April 29, 2005
Future PageRank Helps Reputation And Trustworthiness Shine Over Artificially Inflated Search Results: Google TrustRank
In March 2005, Google registered the trademark 'TrustRank' with the U.S. Patent and Trademark Office (USPTO). What might this tell us about Google's forthcoming initiatives and how might this trademark's application, and its potential functionality, fit alongside the existing Google 'PageRank' feature?

Photo credit: Diego Sapriza
PageRank (PR) is at the very core of the Google search engine and is a system of Web site measurement that Web publishers are, typically, obsessed about - in particular how high their Web site's PR is.

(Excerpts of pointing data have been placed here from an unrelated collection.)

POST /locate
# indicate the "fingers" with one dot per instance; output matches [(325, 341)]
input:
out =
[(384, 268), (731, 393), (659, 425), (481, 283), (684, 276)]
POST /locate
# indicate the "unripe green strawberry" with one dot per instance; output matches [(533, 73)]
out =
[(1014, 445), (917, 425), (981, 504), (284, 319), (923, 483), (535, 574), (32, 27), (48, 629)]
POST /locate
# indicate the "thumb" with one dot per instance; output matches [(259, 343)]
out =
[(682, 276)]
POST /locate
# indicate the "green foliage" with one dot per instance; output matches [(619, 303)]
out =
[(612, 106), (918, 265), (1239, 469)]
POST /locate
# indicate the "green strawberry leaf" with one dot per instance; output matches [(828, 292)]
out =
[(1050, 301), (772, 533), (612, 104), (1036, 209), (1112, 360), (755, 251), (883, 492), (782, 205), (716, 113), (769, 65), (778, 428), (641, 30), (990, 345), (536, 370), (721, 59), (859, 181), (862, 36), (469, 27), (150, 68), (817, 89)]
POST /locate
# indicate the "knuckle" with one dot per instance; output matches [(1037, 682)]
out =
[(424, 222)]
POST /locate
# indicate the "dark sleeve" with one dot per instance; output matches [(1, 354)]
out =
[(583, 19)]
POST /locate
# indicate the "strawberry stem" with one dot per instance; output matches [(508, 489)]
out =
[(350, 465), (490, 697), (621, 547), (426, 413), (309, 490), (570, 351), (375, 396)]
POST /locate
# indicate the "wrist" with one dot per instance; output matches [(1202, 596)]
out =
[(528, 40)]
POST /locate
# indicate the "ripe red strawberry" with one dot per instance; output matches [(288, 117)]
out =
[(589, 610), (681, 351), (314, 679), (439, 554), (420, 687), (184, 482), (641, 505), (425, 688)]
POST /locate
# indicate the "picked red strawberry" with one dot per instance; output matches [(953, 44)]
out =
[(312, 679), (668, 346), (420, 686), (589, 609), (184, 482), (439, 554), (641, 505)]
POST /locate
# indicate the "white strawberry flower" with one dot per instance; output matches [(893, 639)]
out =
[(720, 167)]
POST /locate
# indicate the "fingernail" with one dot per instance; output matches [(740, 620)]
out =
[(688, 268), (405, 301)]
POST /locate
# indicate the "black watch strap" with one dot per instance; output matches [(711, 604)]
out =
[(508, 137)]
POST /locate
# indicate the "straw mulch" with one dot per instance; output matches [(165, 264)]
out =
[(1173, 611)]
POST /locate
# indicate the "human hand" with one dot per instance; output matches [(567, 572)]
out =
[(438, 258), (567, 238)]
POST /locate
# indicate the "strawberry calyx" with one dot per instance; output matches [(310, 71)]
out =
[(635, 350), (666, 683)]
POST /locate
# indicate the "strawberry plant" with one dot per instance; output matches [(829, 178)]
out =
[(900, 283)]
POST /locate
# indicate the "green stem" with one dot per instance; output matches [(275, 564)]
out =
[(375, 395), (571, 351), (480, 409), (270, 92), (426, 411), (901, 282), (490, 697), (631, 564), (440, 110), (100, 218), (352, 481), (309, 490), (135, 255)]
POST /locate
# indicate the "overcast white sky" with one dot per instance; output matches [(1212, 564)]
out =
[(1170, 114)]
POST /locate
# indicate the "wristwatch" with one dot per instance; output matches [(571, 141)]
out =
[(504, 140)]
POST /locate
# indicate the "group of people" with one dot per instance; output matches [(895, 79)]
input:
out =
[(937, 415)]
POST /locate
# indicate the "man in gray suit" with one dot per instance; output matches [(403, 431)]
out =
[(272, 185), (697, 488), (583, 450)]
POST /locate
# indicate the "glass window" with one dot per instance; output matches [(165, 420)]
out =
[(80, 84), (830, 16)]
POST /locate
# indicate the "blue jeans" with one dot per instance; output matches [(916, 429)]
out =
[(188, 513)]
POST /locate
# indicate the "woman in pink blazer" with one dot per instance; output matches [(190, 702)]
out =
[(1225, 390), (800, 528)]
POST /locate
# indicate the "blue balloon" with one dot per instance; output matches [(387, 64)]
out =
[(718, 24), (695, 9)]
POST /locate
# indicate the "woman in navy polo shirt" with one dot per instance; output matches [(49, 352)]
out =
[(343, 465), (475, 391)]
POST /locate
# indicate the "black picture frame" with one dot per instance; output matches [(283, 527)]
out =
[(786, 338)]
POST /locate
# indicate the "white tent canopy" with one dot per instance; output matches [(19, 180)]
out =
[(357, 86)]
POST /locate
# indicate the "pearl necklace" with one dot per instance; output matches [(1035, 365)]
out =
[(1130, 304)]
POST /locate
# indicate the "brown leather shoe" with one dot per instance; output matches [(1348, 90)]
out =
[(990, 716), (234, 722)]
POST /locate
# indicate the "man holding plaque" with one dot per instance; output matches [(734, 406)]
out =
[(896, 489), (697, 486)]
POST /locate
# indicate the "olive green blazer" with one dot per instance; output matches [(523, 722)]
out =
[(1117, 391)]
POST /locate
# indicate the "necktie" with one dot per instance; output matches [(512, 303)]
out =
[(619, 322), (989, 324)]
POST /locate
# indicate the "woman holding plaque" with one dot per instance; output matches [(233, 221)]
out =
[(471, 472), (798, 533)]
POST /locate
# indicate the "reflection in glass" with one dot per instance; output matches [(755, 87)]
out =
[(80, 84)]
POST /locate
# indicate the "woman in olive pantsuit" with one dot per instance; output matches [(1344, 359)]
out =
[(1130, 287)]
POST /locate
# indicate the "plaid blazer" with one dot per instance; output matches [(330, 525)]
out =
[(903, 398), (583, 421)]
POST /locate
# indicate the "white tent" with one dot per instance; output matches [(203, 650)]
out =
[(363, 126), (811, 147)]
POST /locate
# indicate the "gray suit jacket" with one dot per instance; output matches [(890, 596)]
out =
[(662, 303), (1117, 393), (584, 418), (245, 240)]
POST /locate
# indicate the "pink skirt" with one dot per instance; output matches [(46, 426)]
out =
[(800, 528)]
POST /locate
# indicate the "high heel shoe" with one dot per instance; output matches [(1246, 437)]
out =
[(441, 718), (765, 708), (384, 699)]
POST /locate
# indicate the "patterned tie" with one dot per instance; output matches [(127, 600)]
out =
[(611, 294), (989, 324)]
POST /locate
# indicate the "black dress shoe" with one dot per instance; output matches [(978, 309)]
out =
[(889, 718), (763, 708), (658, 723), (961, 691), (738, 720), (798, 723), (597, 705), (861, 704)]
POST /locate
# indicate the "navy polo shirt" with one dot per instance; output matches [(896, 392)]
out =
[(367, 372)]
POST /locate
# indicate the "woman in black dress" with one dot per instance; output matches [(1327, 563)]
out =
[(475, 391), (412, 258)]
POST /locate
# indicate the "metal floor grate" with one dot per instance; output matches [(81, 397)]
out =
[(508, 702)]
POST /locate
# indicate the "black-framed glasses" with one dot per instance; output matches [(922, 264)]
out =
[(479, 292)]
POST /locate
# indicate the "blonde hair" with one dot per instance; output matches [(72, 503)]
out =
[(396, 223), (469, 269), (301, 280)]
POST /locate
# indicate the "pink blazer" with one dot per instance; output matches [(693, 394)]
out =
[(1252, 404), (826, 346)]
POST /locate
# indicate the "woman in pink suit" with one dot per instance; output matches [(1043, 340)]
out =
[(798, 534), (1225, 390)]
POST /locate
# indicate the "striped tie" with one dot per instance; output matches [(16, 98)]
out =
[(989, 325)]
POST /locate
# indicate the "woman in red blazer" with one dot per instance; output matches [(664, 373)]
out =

In very simple terms, PR evaluates and ranks Web sites according to a computed value determined by the number of other sites linking to them.
So, although Google PR determines the 'importance' of a Web site, it does not determine it's value, in terms of the trust-worthiness of the content on a site and of the site overall.
Indeed, spam merchants have been able to exploit this high level of dependence on the number of links to and from a Web site to inflate artificially, through various devious means, the Google PR of their own sites, thereby making them appear higher in search results.
This is where 'TrustRank' may come in and a paper published by researchers at the Stanford (alma mater of the Google co-founders) Digital Library Technologies group last year, called "Combating Web Spam with TrustRank" (.pdf), and recently made available on the Stanford server, may provide a clue as to what it may be all about.
The paper is extremely technical and a full read-through is only really recommended for those who have a deep understanding of algorithms and computer science.
Here is a brief abstract for the rest of us:
Web spam pages use various techniques to achieve higher-than-deserved rankings in a search engine’s results. While human experts can identify spam, it is too expensive to manually evaluate a large number of pages. Instead, we propose techniques to semi-automatically separate reputable, good pages from spam.
We first select a small set of seed pages to be evaluated by an expert. Once we manually identify the reputable seed pages, we use the link structure of the web to discover other pages that are likely to be good.
In this paper we discuss possible ways to implement the seed selection and the discovery of good pages. We present results of experiments run on the World Wide Web indexed by AltaVista and evaluate the performance of our techniques.
Our results show that we can effectively filter out spam from a significant fraction of the web, based on a good seed set of less than 200 sites.
The paper then goes on to present the research methodology and findings in the following order:
1. We formalize the problem of web spam and spam detection algorithms.
2. We define metrics for assessing the efficacy of detection algorithms.
3. We present schemes for selecting seed sets of pages to be manually evaluated.
4. We introduce the TrustRank algorithm for determining the likelihood that pages are reputable.
5. We discuss the results of an extensive evaluation, based on 31 million sites crawled by the AltaVista search engine, and a manual examination of over 2,000 sites. We provide some interesting statistics on the type and frequency of encountered web contents, and we use our data for evaluating the proposed algorithms.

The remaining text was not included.